Went Blog: Tips on Optimizing SQL Server Database Design

Bad logical database design results in bad physical database design, and generally results in poor database performance. So, if it is your responsibility to design a database from scratch, be sure you take the necessary time and effort to get the logical database design right. Once the logical design is right, then you also need to take the time to get the physical design right.
Both the logical and physical design must be right before you can expect to get good performance out of your database. If the logical design is not right before you begin the development of your application, it is too late after the application has been implemented to fix it. No amount of fast, expensive hardware can fix the poor performance caused by poor logical database design. [6.5, 7.0, 2000] Updated 6-27-2006
*****
One strong indicator of poor database design is the use of SELECT DISTINCT or UNION (not UNION ALL) in your queries. A properly designed database almost always negates the need for using either of these statements.
Besides this, using SELECT DISTINCT or UNION uses up a lot of resources, that could be better spent elsewhere speeding up your SQL Server. [7.0, 2000] Added 12-6-2005
*****
Following standard database normalization recommendations when designing OLTP databases can greatly maximize a database's performance. Here's why:
Helps to reduce the total amount of redundant data in the database. The less data there is, the less work SQL Server has to perform, speeding its performance.
Helps to reduce the use of NULLS in the database. The use of NULLs in a database can greatly reduce database performance, especially in WHERE clauses.
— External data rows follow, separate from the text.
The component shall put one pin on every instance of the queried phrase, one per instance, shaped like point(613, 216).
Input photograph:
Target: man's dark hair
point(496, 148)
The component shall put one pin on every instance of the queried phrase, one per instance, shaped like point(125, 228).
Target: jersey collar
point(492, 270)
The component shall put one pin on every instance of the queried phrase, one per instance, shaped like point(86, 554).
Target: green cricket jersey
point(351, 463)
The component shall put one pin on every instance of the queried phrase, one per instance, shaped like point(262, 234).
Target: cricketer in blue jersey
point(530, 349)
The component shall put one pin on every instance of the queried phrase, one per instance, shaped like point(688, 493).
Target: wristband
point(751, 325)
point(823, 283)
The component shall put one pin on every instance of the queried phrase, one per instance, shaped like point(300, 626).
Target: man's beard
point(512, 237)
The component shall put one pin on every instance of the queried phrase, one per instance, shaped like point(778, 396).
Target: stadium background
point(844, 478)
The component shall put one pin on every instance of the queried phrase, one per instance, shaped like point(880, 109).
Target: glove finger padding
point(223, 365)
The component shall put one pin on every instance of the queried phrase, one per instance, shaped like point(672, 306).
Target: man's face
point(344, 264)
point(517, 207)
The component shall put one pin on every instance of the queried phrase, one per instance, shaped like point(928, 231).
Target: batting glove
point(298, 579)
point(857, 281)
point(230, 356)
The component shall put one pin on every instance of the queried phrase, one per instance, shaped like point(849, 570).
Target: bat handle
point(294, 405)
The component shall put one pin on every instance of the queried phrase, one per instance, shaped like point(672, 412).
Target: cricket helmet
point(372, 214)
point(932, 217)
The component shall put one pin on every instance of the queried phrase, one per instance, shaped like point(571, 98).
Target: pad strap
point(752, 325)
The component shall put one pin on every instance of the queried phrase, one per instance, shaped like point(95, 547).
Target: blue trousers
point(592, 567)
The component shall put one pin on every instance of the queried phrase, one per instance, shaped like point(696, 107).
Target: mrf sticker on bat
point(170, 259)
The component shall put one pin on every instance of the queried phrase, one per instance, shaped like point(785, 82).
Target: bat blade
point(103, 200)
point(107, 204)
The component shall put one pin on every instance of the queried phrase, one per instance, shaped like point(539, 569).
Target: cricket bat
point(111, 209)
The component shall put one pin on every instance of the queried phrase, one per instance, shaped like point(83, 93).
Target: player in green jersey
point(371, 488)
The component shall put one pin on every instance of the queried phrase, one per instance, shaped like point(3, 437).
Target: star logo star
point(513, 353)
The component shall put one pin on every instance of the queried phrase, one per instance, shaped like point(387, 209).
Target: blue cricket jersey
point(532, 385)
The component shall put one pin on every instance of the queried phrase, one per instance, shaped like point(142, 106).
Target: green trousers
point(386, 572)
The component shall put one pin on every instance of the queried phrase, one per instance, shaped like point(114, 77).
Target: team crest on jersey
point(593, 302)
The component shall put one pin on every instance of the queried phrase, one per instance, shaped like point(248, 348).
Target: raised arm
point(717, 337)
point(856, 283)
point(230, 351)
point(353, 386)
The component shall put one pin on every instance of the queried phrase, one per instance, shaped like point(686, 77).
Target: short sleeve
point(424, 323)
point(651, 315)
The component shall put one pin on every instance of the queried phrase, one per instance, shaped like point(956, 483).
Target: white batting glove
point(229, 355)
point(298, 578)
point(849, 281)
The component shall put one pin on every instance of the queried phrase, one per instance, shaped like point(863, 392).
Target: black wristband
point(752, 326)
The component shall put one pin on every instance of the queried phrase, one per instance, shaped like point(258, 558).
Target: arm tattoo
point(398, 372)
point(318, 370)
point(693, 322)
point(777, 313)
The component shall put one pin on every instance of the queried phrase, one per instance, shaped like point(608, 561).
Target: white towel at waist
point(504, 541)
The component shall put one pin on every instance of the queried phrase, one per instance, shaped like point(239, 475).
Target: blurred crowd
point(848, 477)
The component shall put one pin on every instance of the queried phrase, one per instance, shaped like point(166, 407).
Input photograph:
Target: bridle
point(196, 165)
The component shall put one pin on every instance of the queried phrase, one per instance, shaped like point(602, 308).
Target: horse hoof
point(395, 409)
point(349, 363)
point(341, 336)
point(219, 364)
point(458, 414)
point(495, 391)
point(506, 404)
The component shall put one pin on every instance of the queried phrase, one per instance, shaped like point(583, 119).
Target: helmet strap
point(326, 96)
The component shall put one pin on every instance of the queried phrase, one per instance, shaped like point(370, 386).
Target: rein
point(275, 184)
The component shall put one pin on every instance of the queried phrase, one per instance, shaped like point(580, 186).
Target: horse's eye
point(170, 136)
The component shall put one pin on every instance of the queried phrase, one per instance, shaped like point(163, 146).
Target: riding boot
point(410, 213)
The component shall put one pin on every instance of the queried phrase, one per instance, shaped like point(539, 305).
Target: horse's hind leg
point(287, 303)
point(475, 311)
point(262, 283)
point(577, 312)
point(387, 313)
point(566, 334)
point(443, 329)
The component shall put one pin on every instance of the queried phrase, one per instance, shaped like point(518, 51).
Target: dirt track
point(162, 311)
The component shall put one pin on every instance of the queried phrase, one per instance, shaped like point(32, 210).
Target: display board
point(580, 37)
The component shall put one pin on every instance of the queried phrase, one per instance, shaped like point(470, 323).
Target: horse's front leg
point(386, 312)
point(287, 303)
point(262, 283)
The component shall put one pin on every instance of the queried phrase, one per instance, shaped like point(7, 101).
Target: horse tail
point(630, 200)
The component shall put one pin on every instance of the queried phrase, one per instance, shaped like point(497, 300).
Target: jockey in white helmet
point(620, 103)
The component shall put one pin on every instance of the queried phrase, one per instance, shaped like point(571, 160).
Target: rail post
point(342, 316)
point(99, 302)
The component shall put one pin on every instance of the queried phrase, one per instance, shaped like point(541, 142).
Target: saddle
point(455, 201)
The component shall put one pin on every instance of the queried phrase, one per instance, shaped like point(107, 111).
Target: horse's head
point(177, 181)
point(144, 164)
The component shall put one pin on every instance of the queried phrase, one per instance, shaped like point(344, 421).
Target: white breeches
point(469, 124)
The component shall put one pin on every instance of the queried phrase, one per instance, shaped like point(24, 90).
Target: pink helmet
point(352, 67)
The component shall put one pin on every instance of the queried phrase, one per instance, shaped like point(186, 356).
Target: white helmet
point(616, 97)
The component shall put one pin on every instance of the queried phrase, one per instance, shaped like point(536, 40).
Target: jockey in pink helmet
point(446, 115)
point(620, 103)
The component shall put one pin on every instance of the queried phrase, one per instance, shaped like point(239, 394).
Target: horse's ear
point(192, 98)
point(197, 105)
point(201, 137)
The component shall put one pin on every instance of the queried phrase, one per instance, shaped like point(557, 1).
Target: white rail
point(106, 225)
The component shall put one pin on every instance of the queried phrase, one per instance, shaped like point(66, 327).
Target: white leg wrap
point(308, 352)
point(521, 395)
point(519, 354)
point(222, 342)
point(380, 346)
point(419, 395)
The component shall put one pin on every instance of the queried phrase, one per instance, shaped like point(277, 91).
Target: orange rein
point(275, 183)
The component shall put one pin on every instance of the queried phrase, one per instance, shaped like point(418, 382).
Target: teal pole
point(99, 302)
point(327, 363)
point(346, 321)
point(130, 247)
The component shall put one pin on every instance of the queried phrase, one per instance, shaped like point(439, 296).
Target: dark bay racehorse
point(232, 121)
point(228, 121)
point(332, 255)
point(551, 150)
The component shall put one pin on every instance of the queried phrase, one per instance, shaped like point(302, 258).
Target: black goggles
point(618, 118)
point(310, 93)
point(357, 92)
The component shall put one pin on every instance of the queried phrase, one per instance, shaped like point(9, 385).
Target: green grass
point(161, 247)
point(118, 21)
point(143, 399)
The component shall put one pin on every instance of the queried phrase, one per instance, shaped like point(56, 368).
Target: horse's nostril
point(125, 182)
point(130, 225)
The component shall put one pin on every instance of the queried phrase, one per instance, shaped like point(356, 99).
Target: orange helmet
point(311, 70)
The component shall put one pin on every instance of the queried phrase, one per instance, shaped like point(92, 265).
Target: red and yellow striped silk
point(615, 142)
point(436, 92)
Helps to reduce the number of columns in tables, which means that more rows can fit on a single data page, which helps to boost SQL Server read performance.
Help to reduce the amount of Transact-SQL code that needs to be written to deal with non-normalized data. The less code there is, the less that has to run, speeding your application's performance.
Helps to maximize the use of clustered indexes, the most powerful and useful type of index available to SQL Server. The more data is separated into multiple tables because of normalization, the more clustered indexes become available to help speed up data access.
Helps to reduce the total number of indexes in your database. The less columns tables have, the less need there is for multiple indexes to retrieve it. And the fewer indexes there are, the less negative is the performance effect of INSERTs, UPDATES, and DELETES.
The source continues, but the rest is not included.